Por lo poco que había podido escuchar Amelia, había ocurrido un accidente de tránsito en Santa Monica Boulevard, en 18th Street, y los heridos estaban siendo trasladados allí, convirtiendo la sala de emergencias en un verdadero descontrol.

—¡Addison! —volvió a gritar.

—Necesito un análisis de sangre urgente. No confío en ese test, puede estar defectuoso —respondió ella, sin detenerse ni darse la vuelta.

La parte racional de Addison sabía que esas pruebas de embarazo tenían una tasa de precisión superior al 97%, sin embargo, su experiencia como médica le había enseñado que las cosas no siempre eran lo que parecían ser a simple vista, y que siempre podían haber excepciones. O mejor dicho, la vida le había enseñado que ella siempre podía ser la excepción.

A ella le pasaban cosas insólitas que a las demás personas parecían no pasarles. Como por ejemplo, orinarse en sus pantalones la primera vez que probó marihuana en una fiesta de la preparatoria, y quedarse atrapada en un armario toda la noche, hasta que el hermano del anfitrión se diera cuenta porque se había largado a llorar desconsoladamente creyendo que iba a morir asfixiada.

O electrocutarse el primer día de internado por no haberse separado a tiempo del paciente cuando le estaban dando descargas eléctricas de reanimación, y tener que pasar las 24 horas de su primera guardia internada.

O contraer una reacción alérgica en la vagina por hiedra venenosa culpa de vivir en un tráiler del tamaño de una lata de sardinas, ubicado en el medio del bosque, porque a su ex marido se le había ocurrido alejarse de la civilización.

O encontrar en el bolsillo del saco de su ex marido las bragas de la interna de catorce años con la que él se acostaba, y por la cual la había dejado.
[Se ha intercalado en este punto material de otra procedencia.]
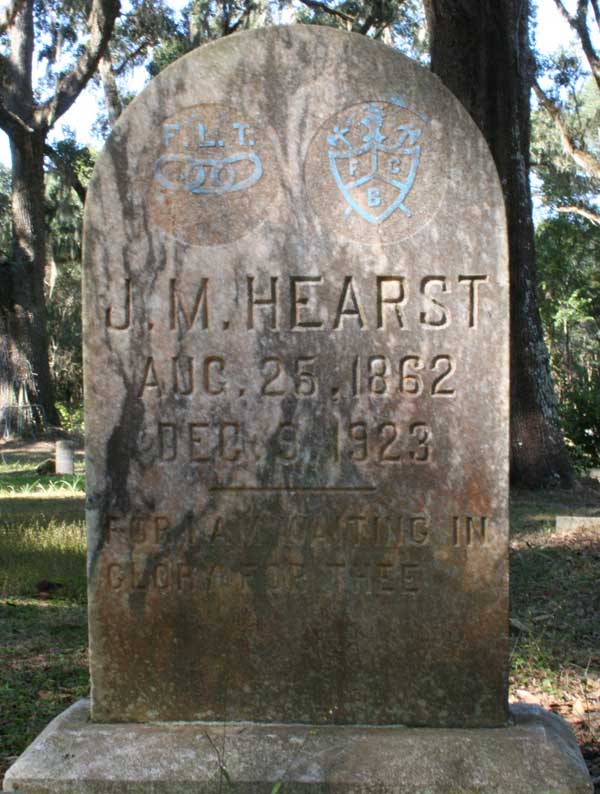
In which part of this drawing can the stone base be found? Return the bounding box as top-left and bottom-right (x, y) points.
(4, 701), (593, 794)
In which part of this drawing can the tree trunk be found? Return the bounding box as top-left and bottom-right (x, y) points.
(425, 0), (573, 487)
(11, 130), (59, 425)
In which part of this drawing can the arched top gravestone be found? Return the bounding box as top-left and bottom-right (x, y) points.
(85, 27), (508, 726)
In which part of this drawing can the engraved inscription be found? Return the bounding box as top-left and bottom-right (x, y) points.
(149, 103), (279, 245)
(327, 102), (426, 224)
(104, 271), (492, 338)
(304, 94), (449, 245)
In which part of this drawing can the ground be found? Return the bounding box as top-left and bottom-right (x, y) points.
(0, 441), (600, 794)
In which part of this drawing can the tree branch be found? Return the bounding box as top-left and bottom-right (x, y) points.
(34, 0), (120, 129)
(44, 143), (87, 206)
(111, 39), (150, 77)
(302, 0), (355, 25)
(555, 206), (600, 226)
(98, 47), (123, 129)
(533, 80), (600, 179)
(0, 0), (25, 33)
(554, 0), (600, 88)
(0, 94), (34, 140)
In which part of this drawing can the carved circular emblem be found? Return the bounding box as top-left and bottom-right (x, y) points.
(305, 98), (448, 243)
(149, 103), (278, 245)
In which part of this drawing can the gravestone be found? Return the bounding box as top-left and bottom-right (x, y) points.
(7, 27), (589, 794)
(85, 21), (508, 726)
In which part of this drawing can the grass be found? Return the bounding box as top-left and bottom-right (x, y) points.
(0, 440), (600, 794)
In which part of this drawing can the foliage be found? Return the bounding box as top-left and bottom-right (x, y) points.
(531, 60), (600, 218)
(536, 215), (600, 466)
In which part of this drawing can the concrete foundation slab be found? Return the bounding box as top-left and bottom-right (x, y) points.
(4, 701), (593, 794)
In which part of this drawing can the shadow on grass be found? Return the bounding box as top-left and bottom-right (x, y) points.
(510, 481), (600, 537)
(0, 597), (89, 781)
(0, 519), (86, 601)
(0, 494), (85, 527)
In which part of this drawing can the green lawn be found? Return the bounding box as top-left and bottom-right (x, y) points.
(0, 447), (600, 794)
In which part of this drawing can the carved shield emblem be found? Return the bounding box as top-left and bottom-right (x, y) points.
(327, 102), (421, 224)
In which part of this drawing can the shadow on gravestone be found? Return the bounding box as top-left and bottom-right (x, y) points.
(5, 26), (591, 794)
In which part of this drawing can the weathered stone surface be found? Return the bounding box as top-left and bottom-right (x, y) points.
(85, 27), (508, 726)
(5, 701), (593, 794)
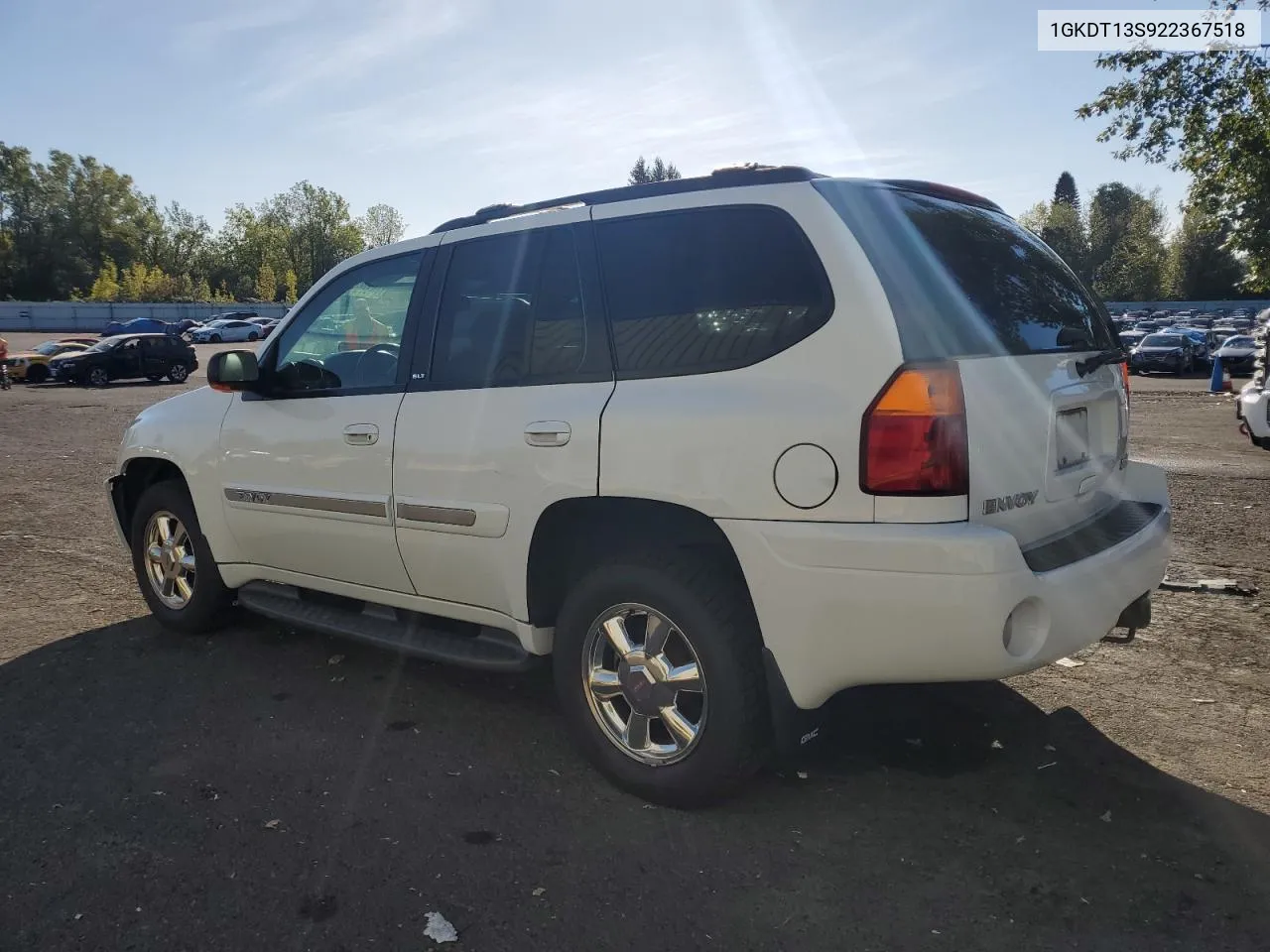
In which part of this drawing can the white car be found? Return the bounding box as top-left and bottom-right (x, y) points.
(110, 167), (1170, 805)
(190, 320), (263, 344)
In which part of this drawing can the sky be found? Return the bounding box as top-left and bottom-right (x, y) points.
(0, 0), (1204, 236)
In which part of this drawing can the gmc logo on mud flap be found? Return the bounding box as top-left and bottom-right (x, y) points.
(983, 490), (1038, 516)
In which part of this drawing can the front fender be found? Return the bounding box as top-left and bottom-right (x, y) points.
(109, 387), (241, 562)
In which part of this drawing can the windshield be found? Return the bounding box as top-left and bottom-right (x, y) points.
(83, 337), (124, 354)
(814, 178), (1115, 359)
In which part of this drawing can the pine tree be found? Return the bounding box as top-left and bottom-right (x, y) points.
(1054, 172), (1080, 214)
(255, 263), (278, 300)
(87, 258), (119, 300)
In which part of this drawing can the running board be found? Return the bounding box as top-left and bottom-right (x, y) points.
(237, 581), (537, 672)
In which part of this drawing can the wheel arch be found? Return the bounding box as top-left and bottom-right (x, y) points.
(110, 456), (190, 545)
(526, 496), (745, 627)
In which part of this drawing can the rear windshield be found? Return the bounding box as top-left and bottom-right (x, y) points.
(814, 180), (1115, 359)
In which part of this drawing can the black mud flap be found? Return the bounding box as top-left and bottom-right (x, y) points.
(763, 648), (825, 763)
(1102, 591), (1151, 645)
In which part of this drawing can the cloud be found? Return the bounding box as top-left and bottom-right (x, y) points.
(254, 0), (480, 103)
(176, 0), (315, 56)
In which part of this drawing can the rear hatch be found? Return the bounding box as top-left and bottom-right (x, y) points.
(816, 180), (1129, 549)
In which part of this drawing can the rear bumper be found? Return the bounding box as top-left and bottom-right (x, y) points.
(1234, 385), (1270, 440)
(718, 463), (1170, 710)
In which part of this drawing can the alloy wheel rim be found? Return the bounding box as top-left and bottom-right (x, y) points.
(581, 603), (708, 767)
(144, 511), (196, 609)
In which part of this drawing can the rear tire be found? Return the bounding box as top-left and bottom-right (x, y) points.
(130, 480), (234, 634)
(553, 549), (770, 807)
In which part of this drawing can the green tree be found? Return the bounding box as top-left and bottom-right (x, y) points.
(1089, 181), (1166, 300)
(1165, 205), (1243, 300)
(87, 258), (119, 300)
(1077, 0), (1270, 291)
(1040, 200), (1089, 280)
(1054, 172), (1080, 214)
(357, 204), (405, 248)
(626, 155), (684, 185)
(255, 262), (278, 300)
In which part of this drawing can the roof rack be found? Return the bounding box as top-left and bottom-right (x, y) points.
(432, 164), (825, 235)
(877, 178), (1006, 214)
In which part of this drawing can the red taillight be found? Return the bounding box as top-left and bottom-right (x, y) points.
(860, 366), (969, 496)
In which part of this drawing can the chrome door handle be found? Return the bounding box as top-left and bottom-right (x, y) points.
(344, 422), (380, 447)
(525, 420), (572, 447)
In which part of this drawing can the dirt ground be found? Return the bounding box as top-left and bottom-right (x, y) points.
(0, 329), (1270, 952)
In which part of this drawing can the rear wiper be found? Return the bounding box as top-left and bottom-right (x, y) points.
(1076, 349), (1129, 377)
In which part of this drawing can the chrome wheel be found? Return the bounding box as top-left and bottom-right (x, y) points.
(581, 603), (707, 767)
(145, 511), (194, 609)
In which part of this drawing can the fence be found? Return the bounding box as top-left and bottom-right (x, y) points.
(0, 300), (289, 334)
(1106, 300), (1270, 313)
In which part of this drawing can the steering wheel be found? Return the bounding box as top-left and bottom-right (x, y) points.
(353, 344), (401, 387)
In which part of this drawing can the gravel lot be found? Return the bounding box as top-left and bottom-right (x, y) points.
(0, 335), (1270, 952)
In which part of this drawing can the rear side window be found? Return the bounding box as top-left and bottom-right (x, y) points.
(432, 227), (586, 390)
(814, 180), (1112, 361)
(595, 205), (833, 377)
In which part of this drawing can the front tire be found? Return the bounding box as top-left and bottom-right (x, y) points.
(130, 480), (234, 634)
(553, 551), (768, 807)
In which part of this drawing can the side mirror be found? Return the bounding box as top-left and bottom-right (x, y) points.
(207, 350), (260, 394)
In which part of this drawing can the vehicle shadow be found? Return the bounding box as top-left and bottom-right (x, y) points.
(0, 618), (1270, 952)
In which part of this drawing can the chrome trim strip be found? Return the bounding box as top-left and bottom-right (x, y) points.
(225, 486), (389, 520)
(398, 503), (476, 527)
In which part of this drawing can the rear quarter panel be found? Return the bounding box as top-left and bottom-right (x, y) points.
(591, 182), (904, 522)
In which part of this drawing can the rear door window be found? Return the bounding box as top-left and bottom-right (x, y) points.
(595, 205), (833, 377)
(421, 226), (588, 390)
(814, 180), (1112, 361)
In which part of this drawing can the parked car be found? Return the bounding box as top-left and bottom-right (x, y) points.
(103, 168), (1170, 806)
(49, 334), (198, 387)
(1116, 330), (1147, 354)
(1129, 332), (1197, 373)
(190, 318), (264, 344)
(6, 340), (89, 384)
(101, 317), (177, 337)
(1215, 334), (1257, 377)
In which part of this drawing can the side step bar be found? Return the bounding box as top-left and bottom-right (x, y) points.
(237, 581), (539, 672)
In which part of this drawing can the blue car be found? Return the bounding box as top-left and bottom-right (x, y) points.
(101, 317), (181, 337)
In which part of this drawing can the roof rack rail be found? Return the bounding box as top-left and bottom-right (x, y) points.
(431, 164), (825, 235)
(879, 178), (1006, 214)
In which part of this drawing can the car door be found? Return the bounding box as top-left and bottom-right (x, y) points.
(105, 337), (141, 380)
(393, 208), (613, 621)
(218, 250), (431, 593)
(137, 337), (173, 377)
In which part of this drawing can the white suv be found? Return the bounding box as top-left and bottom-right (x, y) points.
(110, 167), (1169, 805)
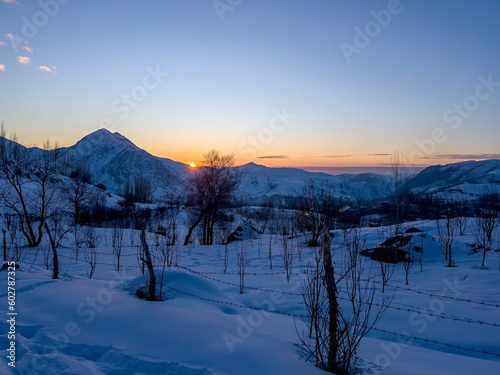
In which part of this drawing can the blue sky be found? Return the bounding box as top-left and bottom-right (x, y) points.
(0, 0), (500, 171)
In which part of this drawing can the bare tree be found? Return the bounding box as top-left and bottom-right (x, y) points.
(111, 225), (123, 271)
(236, 244), (247, 294)
(64, 159), (93, 225)
(224, 244), (229, 274)
(436, 213), (458, 267)
(2, 228), (7, 262)
(413, 235), (424, 272)
(456, 198), (469, 236)
(389, 150), (412, 262)
(280, 232), (293, 283)
(472, 216), (493, 267)
(295, 182), (342, 247)
(301, 233), (390, 374)
(44, 223), (59, 279)
(403, 239), (415, 285)
(302, 250), (326, 340)
(83, 247), (99, 279)
(184, 150), (241, 246)
(0, 124), (59, 247)
(137, 229), (156, 301)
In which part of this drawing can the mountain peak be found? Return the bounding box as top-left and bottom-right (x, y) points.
(77, 128), (134, 145)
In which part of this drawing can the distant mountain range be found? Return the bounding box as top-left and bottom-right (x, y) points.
(3, 129), (500, 203)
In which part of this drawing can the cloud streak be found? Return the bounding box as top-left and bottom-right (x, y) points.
(257, 155), (290, 159)
(17, 56), (30, 65)
(21, 46), (34, 53)
(37, 65), (57, 74)
(420, 154), (500, 160)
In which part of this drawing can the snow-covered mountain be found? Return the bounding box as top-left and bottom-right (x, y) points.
(64, 129), (189, 199)
(238, 163), (390, 200)
(407, 159), (500, 198)
(4, 129), (500, 203)
(59, 129), (389, 204)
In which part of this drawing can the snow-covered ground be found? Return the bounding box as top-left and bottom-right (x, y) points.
(0, 222), (500, 375)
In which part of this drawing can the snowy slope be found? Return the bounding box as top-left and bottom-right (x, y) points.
(233, 163), (390, 200)
(0, 221), (500, 375)
(60, 129), (188, 199)
(60, 129), (388, 204)
(407, 160), (500, 196)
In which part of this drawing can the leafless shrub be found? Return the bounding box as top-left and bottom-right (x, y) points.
(300, 234), (390, 374)
(436, 215), (458, 267)
(111, 225), (123, 271)
(236, 245), (247, 294)
(83, 247), (99, 279)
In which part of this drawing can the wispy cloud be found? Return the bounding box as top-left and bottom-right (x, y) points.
(21, 46), (34, 53)
(5, 33), (19, 42)
(257, 155), (290, 159)
(421, 154), (500, 160)
(301, 154), (355, 159)
(37, 65), (57, 74)
(321, 155), (353, 159)
(17, 56), (30, 65)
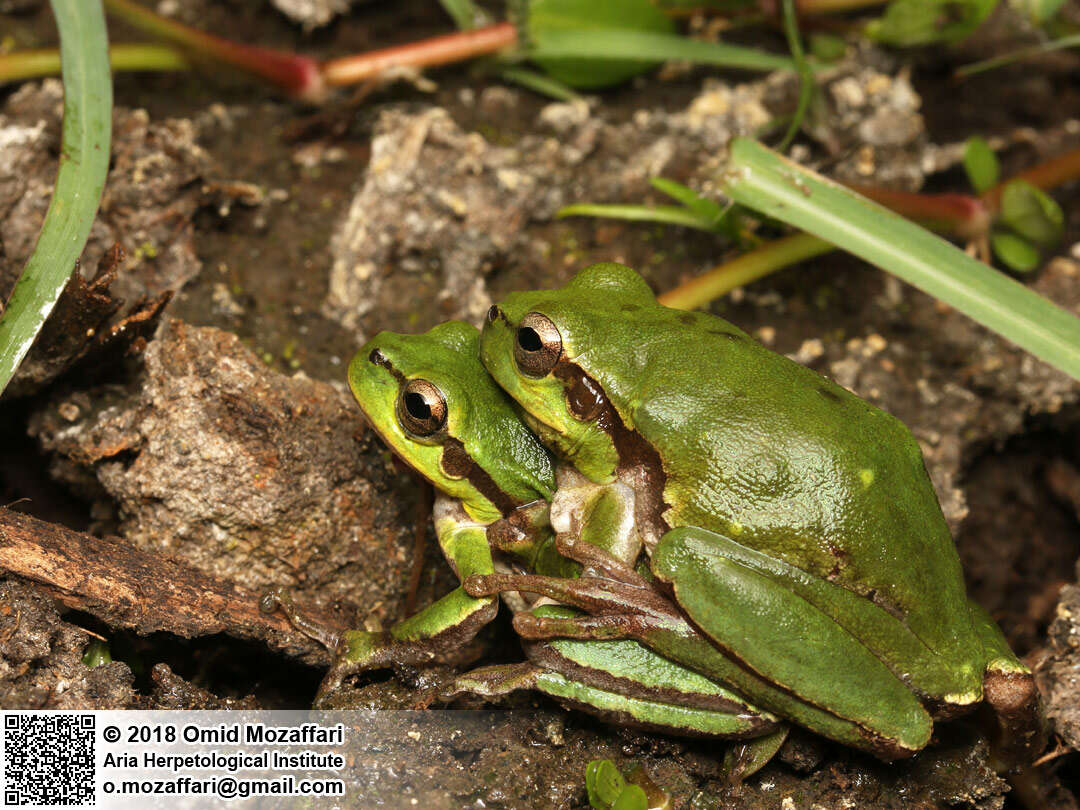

Casi tan impactante como abrir la puerta de la habitación de huéspedes de su propia casa y enterarse, a los cuarenta y dos años, que su madre era lesbiana, y que su amante era su asistente personal, la cual conocía hace treinta años; y que el matrimonio de sus padres había sido toda una farsa, porque el que creía que era el infiel de la relación, su padre, había terminado siendo la víctima.

Oh, y su favorito, el hecho ridículamente absurdo de que fuera una ginecóloga-obstetra y cirujana neonatal/fetal que pasó casi veinte años rodeada de bebés y embarazadas, pero que no podía quedarse embarazada. Porque no podía. Ella sabía que eso era casi imposible, por lo que el resultado de ese test casero no era confiable.

—Las dos líneas están perfectamente marcadas, no creo que haya sido un error —insistió Amelia, leyendo la parte posterior de la caja del test que se había robado de un armario de suministros del hospital—, siéntate un segundo para procesar la noti-...

—¿Sabes que cosa también puede hacer que se marquen las dos líneas? Los desequilibrios hormonales. Necesito un examen completo de hormonas.

—No, lo que necesitas es dejar de correr así. Te puedes tropezar, o te pueden atropellar... ¡Woop! —exclamó esquivando a una enfermera que llevaba a toda prisa una pila de suministros médicos—, ¡Addison!